Em segundo lugar, as tensões, conflitos e guerras
formam um segundo bloco de expulsão. Diferenças e turbulências de ordem étnica,
religiosa, política ou ideológica tendem a produzir refugiados em série. O
refugiado é aquele que não pode voltar atrás, sob pena de perseguição,
encarceramento ou morte. Daí a fuga em massa dos países conflagrados, com a
intenção de encontrar um lugar de refúgio. Segundo o ACNUR, o número de
refugiados e deslocados internos forçados em todo planeta já ultrapassa a casa
dos 120 milhões de indivíduos.
Muitos migrantes estão sendo expulsos, em terceiro
lugar, devido aos efeitos nocivos, e cada vez mais extremos, das mudanças
climáticas. Estiagens, inundações, tornados, furacões, etc. afetam em geral os
setores mais vulneráveis da população. Na verdade, não poucos destes migrantes
já viviam em situação precária no país de origem, forçadas a ocupar os lugares
mais perigosos e sujeitos a tragédias. Poder-se-ia dizer que essas catástrofes
climáticas apenas marcam a hora da partida. Alguns falam de ‘refugiados
climáticos’, expressão que o ACNUR ainda não reconhece. Claro, outras
motivações levam as pessoas a migrar. Saúde, educação, moradia, turismo são
algumas delas. Também vivem em constante migração aqueles que trabalham com os
meios de transporte, tais como motoristas, marítimos, aeroviários… Sem ignorar,
ainda, os missionários, peregrinos, soldados, técnicos de empresas
transnacionais, entre outros.
Por outro lado, no processo de migração, os autores
falam também em fatores de atração. Um dos mais batidos são as
luzes, atrativos e oportunidades proporcionadas de modo particular pelo
universo urbano. O termo ‘luzes’, neste caso, poderia servir de metáfora para
os direitos humanos mais elementares : acesso mais fácil ao trabalho, à
moradia, à escola, aos serviços de saúde, transportes, e assim por diante. Em
outras palavras, os ‘fatores de atração’ pressupõem, em geral, os ‘fatores de
expulsão’. A carência extrema alimenta o sonho de vida melhor, impondo a
necessidade de migrar. O que significa que ‘fatores de expulsão’ e ‘fatores de
atração’ comportam duas faces da mesma moeda.

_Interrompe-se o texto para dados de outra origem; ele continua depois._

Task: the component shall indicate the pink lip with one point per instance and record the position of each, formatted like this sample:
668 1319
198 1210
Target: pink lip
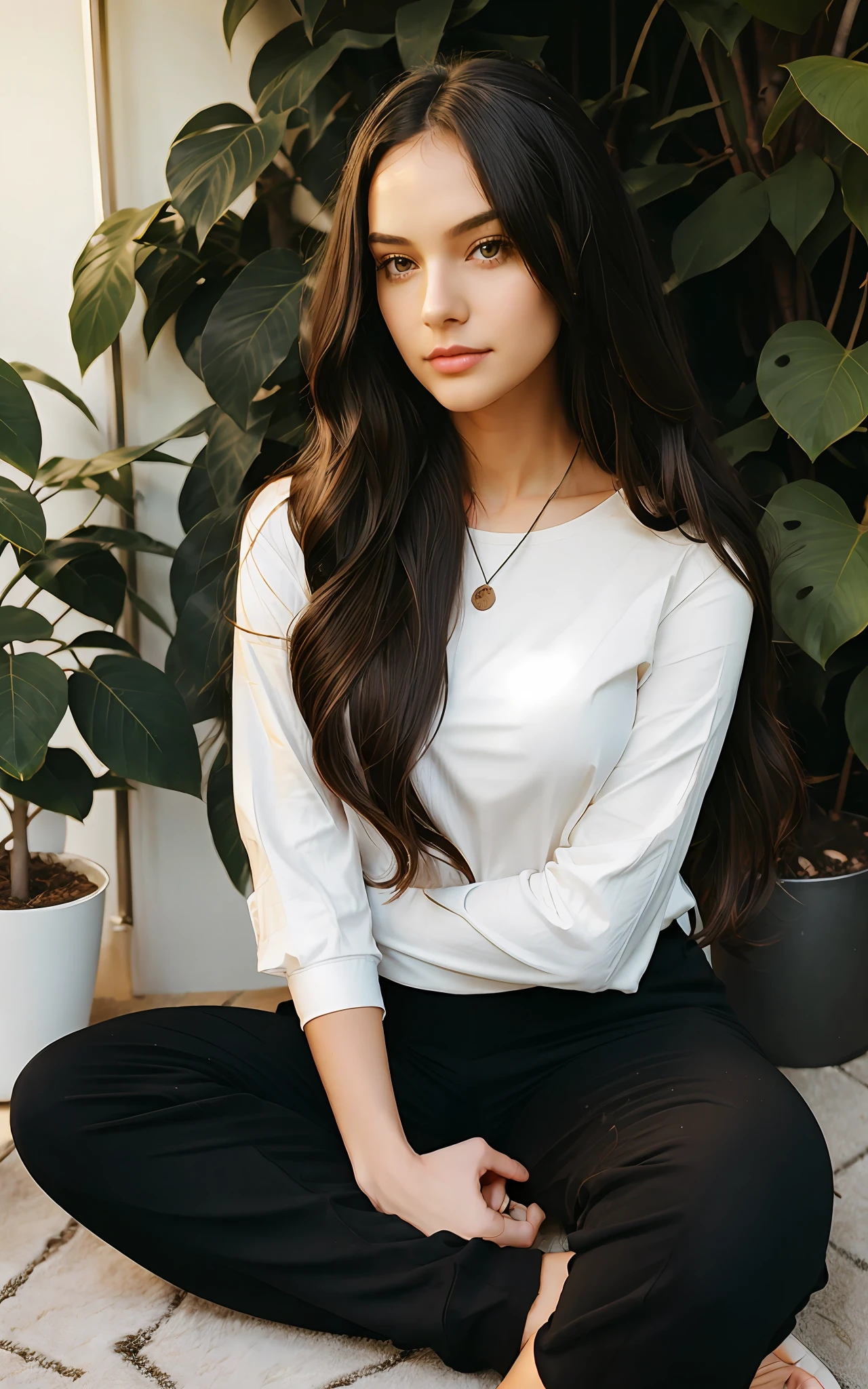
449 361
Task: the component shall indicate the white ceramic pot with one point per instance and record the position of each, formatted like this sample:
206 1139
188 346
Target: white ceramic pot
47 971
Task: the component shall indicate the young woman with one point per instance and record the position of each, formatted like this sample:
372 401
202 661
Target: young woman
502 669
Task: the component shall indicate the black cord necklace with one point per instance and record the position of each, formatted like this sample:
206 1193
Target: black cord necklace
484 598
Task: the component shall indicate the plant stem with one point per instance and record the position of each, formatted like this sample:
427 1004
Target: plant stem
719 117
842 785
842 281
755 140
860 311
840 47
20 857
673 87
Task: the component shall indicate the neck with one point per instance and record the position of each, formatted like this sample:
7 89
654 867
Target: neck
518 446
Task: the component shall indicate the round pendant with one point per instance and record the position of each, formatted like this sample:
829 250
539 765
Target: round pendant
482 598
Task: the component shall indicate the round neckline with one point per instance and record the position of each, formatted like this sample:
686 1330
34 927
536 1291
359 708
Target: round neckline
551 531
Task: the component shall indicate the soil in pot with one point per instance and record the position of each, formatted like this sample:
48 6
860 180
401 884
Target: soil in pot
828 845
52 884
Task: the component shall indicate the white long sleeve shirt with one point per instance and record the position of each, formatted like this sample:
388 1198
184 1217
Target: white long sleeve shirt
585 717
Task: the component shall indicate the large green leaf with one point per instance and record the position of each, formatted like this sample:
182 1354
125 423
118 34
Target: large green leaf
789 100
103 281
799 193
92 583
854 188
292 87
20 432
719 228
22 625
120 538
33 703
234 13
837 88
134 718
224 823
814 388
209 170
201 556
231 450
21 518
856 716
42 378
653 181
756 437
252 330
722 18
418 28
200 650
829 228
63 784
820 567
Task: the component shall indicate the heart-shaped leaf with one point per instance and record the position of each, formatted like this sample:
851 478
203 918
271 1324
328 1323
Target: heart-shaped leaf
418 28
755 437
21 518
799 193
92 584
134 718
208 171
854 188
837 88
652 181
33 703
252 330
103 281
294 87
231 450
793 16
726 20
42 378
63 784
224 823
814 388
856 716
818 556
234 13
20 432
719 228
24 625
789 100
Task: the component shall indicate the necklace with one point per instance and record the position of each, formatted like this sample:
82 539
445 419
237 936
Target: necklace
484 598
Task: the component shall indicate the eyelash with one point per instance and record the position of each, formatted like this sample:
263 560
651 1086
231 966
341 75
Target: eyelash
486 241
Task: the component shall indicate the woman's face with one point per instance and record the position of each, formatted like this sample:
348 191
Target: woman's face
460 303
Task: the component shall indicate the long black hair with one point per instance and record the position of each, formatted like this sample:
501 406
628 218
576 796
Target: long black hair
377 498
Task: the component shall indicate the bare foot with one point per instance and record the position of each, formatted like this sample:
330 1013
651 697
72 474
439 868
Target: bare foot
779 1370
553 1276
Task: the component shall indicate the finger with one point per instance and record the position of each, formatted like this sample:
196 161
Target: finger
503 1166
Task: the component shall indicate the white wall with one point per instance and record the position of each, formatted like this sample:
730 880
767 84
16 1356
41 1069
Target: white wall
167 60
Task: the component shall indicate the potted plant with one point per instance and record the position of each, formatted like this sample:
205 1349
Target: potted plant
128 713
741 132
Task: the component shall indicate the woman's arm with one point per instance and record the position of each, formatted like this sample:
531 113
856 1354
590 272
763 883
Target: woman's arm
457 1188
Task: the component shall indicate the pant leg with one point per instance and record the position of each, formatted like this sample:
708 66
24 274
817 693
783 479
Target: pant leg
698 1191
200 1142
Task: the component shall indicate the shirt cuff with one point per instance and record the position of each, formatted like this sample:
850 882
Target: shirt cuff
334 985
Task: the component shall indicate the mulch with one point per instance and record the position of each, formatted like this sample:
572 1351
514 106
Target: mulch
52 884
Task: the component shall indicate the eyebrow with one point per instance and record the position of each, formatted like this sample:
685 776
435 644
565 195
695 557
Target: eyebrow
471 224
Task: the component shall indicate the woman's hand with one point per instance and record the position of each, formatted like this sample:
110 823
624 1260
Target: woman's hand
457 1188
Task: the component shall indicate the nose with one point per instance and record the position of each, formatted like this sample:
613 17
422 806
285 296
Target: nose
445 300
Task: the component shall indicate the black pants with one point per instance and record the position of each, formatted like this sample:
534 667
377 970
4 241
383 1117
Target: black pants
692 1178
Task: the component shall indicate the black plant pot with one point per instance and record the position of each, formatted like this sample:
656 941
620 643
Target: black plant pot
799 979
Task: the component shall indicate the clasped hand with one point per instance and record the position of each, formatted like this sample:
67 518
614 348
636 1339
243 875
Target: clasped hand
457 1188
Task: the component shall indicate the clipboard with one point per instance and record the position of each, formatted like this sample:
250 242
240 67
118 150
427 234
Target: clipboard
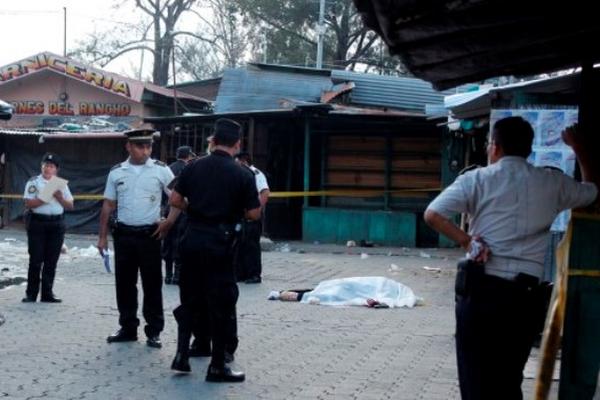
55 183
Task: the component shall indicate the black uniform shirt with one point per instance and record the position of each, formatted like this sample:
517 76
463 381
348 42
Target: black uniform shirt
177 167
217 189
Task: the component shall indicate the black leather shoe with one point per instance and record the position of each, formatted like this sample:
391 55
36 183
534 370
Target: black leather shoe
50 299
122 336
254 279
224 374
181 363
200 350
154 341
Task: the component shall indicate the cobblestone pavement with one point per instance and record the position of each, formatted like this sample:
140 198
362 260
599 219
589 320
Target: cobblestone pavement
288 350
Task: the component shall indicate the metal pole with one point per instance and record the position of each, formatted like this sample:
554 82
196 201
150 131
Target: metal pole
321 32
65 32
174 80
306 158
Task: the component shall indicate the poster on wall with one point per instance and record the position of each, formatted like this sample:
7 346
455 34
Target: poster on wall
549 150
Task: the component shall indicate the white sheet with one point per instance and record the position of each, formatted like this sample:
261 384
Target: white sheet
356 290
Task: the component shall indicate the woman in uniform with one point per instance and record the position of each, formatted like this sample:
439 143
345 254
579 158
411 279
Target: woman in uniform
45 230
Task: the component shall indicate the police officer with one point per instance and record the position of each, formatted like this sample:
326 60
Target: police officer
249 263
499 296
134 188
216 194
184 155
45 230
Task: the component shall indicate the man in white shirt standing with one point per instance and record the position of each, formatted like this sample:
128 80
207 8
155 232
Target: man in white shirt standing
45 231
249 263
511 205
134 188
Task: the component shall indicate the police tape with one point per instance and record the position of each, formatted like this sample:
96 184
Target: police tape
589 273
316 193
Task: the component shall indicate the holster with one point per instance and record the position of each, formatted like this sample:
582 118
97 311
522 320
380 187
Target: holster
467 274
27 218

O fenômeno migratório, cada vez mais intenso,
diversificado e complexo inclui, via de regra, três aspectos : polo de origem,
polo de destino e lugares de passagem. Alguns países são predominantemente
pontos de saída, outros de chegada e outros ainda de trânsito. Mas não é
incomum que algumas nações reúnam, ao mesmo tempo, duas ou três dessas
circunstâncias, tais como Turquia e Grécia, México e Portugal, Espanha e Líbia,
para citar casos específicos. O certo é que origem, destino e trânsito, apesar
de existirem enquanto predominância, se cruzam e se misturam, se interpelam e
se entrelaçam. O que levanta a dificuldade de trabalhar com o esquema estreito
de ‘fatores de expulsão’ e ‘fatores de atração’.
Se é certo que os migrantes contemporâneos sabem
evidentemente de onde partiram, poucos sabem onde replantar as próprias raízes.
Tal como nas migrações históricas da Europa para as Américas, os migrantes de
hoje nunca esquecem a terra onde nasceram e criaram raízes. Diferentemente
daqueles, porém, grande parte dos atuais desconhece o lugar de chegada. Batem
de fronteira em fronteira, até encontrarem acolhida. Em outros tempos, o lugar
de origem e o lugar de destino estavam mais ou menos determinados. Não é o que
ocorre atualmente. Aos milhares e milhões, os migrantes passam a errar de um
lugar a outro, como aves de arribação, sem um galho onde repousar. Tudo na ‘aventura’
da migração se tornou mais incerto, mais inseguro e mais inquietante. Em
conclusão, não custa lembrar que o direito de migrar (ir-e-vir) corresponde ao
direito de permanecer em sua pátria. Tudo depende de oferecer a cada cidadão
oportunidades iguais de desenvolvimento. Aqui, se fazem necessárias políticas
públicas estruturais, no sentido de evitar a todo custo a migração forçada.
Então, sim, migrar ou ficar será um direito de todos’.